### Video Transcript

A piece of dust falls onto a
spinning compact disc and sticks in place. The spin rate of the disk is 5.00
times 10 to the two rpm and the piece of dust lands 4.30 centimetres from the disk’s
centre. What is the total distance
travelled by the piece of dust in 1.80 times 10 to the two seconds of rotation? Assume that the disk is negligibly
slowed by the dust falling on it and that the time taken for the dust to accelerate
to the same speed as the part of the disk that it lands on is negligible.
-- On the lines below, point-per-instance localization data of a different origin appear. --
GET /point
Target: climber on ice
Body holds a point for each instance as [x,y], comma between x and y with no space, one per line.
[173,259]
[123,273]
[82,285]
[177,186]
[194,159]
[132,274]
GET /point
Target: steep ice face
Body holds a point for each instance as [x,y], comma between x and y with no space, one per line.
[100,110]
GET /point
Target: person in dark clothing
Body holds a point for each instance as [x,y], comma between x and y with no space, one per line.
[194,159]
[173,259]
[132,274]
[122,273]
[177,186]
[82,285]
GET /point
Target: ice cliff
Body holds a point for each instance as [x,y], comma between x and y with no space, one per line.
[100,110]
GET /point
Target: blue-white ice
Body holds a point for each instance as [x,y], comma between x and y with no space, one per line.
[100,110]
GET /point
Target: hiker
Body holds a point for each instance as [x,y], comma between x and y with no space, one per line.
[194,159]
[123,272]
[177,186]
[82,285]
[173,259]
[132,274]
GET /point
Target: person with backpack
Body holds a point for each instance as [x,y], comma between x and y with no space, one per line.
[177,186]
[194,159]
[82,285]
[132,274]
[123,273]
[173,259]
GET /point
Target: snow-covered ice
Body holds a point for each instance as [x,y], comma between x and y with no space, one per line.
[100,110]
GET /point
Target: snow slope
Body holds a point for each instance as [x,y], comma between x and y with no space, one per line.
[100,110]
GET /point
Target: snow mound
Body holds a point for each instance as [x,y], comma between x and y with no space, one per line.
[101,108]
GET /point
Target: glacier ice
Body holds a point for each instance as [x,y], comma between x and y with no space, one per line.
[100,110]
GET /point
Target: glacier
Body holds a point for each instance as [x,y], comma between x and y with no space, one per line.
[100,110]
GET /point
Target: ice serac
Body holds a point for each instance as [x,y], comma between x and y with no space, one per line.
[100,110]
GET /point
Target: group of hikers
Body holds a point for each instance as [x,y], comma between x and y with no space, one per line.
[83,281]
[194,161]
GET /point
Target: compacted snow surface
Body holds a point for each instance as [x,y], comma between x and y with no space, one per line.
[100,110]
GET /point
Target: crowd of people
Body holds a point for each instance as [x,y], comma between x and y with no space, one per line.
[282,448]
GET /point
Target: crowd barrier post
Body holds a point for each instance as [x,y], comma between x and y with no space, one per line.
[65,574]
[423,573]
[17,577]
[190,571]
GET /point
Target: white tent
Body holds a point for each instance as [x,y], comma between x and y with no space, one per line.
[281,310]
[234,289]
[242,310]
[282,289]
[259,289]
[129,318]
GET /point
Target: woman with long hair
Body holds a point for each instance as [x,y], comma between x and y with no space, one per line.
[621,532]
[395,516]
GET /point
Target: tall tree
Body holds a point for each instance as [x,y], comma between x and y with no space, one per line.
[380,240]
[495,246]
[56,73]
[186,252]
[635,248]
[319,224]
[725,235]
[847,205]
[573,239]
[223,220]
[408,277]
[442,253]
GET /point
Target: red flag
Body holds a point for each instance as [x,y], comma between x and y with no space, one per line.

We’ll call this total distance
travelled by the piece of dust lowercase 𝑠. In this scenario, we’re told that a
piece of dust falls at distance—we’ve called 𝑟—of 4.30 centimetres from the centre
of a rotating disc. The disc is spinning at an angular
speed—we’ve called capital Ω—5.00 times 10 to the two revolutions every minute. After the dust has been on the
rotating disk for a time of 1.80 times 10 to the two seconds, we want to know the
linear distance 𝑠 it has travelled. The linear distance 𝑠 will equal
the number of times the disc rotates in this amount of time multiplied by two times
𝜋 times 𝑟.

We’re given the distance 𝑟 from
the centre of rotation at which the dust settles. But we don’t yet know how many
times the disc rotates in our amount of time 𝑡. To figure that out, we can use our
angular rotation rate capital Ω. To make capital Ω as useful as
possible to us, we’ll convert it from its given units of revolutions per minute to
revolutions per second. To do that, we can multiply capital
Ω by one minute per 60 seconds, which is effectively multiplying it by one. But what it does do is it cancels
out the units of minutes and leaves us with time units of seconds. The total number of rotations our
disk will make in the time 𝑡 is equal to that time multiplied by the rotational
rate.

When we plug in our given value for
𝑡, we see that the units of seconds cancel out and the units of our number of
rotations will indeed be in revolutions. When we plug these numbers in for
𝑁 rotation in our equation for 𝑠 and then insert the value of our radius 𝑟
converting it from units of centimetres to units of metres, we see looking at this
overall expression that the units of revolutions cancel out. And we’ll be left with an answer in
units of metres. When we calculate 𝑠, we find that
to three significant figures, it’s 405 metres. That’s the distance this piece of
dust would travel in the amount of time 𝑡.